With the success we had with 'Wide Open,' we wanted to go out and find some really great songs for this album. We were in the studio every off day we had. We never go out to reinvent the wheel, but I know what works for me and I stick with it. This album has my sound and the [type of songs] that brought me to the dance. It's OK to go out and experiment here and there but we don't want to alienate fans that like what we do. It's obviously a little different [than past albums], but it is the sound people have come to expect from us. It's aggressive and loud.
The songs on the album seem to embody your whole spirit. Tell us about how you selected them.
It's a very long process. It's one of those things that you sit there and listen to hundreds of songs until you find ones you like. I've never gone in and looked for a specific type of song for any record. It's one of those things, you just know it when you find it. Sometimes finding those songs takes longer than at other times. For this record, we went to some proven hit maker guys and we found some great stuff. Every once in a while you find a new writer no one has ever heard of. That's what happened with Bridgette Tatum who [co-wrote with Danny Myrick the song] 'She's Country.' We gave her her first single. But at the end of the day, it's all about having the right songs for the record.
Did you feel any pressure to put songs you had written on this album?
No, I didn't. I know I can write songs. I have had a publishing deal for years, and other artists have cut my songs. It's one of those things that I am my own worst critic. Sometimes I write something and my producer and my band loves the song but I'm a lot harder on it. I just want to record the best songs. I don't want to force one of my songs on an album just because I wrote it.
Speaking of your band, we hear your drummer, Rich Redmond, is really funny. What does he do to keep you guys laughing?
He's a piece of work. He's Italian and very in your face, which is cool. There are about four of us in the band that met 10 or 12 years ago when we all came to Nashville. We all came up in the business together. It's just one of those things that everyone has their own unique personality and this guy has no filter. He's also the best drummer I ever played with, period.

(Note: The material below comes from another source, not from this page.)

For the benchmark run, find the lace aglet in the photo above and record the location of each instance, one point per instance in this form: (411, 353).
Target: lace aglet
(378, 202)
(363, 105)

Which song on the album really hits a personal note with you?
One of the biggest ones is 'Fly Over States.' That is one that had gotten pitched for the 'Wide Open' record. I loved it but the song came in late in the game. At that point, we didn't have a place to put it on the record. When we went to put this album together, the song was still available. I just found myself listening to the demo over and over and over. That's something you have got to pay attention to, when you go back and listen to it over and over and over. You just have to go with your gut. If I don't get tired of it, I don't think my fans will either.
Have you experienced some of what the song is about -- people from big cities who don't have any concept of what life is like for those in 'Fly Over States'/
Oh, absolutely. In the first couple years of my career, I was on flights every morning at 6:00 AM. All I wanted to do was sleep, and these business guys would be talking and talking and just wouldn't shut up.
When I go into record or pick a song, the biggest thing for me is to choose songs that I can relate to because I lived it or have been through it. That way you can sing the song with more conviction because you feel the emotion within it.
You've talked about all the red tape you had to go through to enable Kelly Clarkson to sing a duet with you on 'Don't You Want To Stay.' Why did you want to sing that duet with her?
We had this song and we wanted to find somebody to sing it with me. The list of candidates was short. I wanted somebody who had some chops. It wasn't like any female singer could pull it off. Kelly has got this really cool, very soulful and distinctive sound. She wasn't the obvious choice. She was a little different. Plus, I am a fan and love her voice and style. It was cool just to listen to her in the studio.
What is the most important thing for your fans to know about this album?
For the price, they get 15 songs. Right now everybody is trying to do the EPs for less money. Why not give them more songs for less money? It seems like the right thing to do in this economy.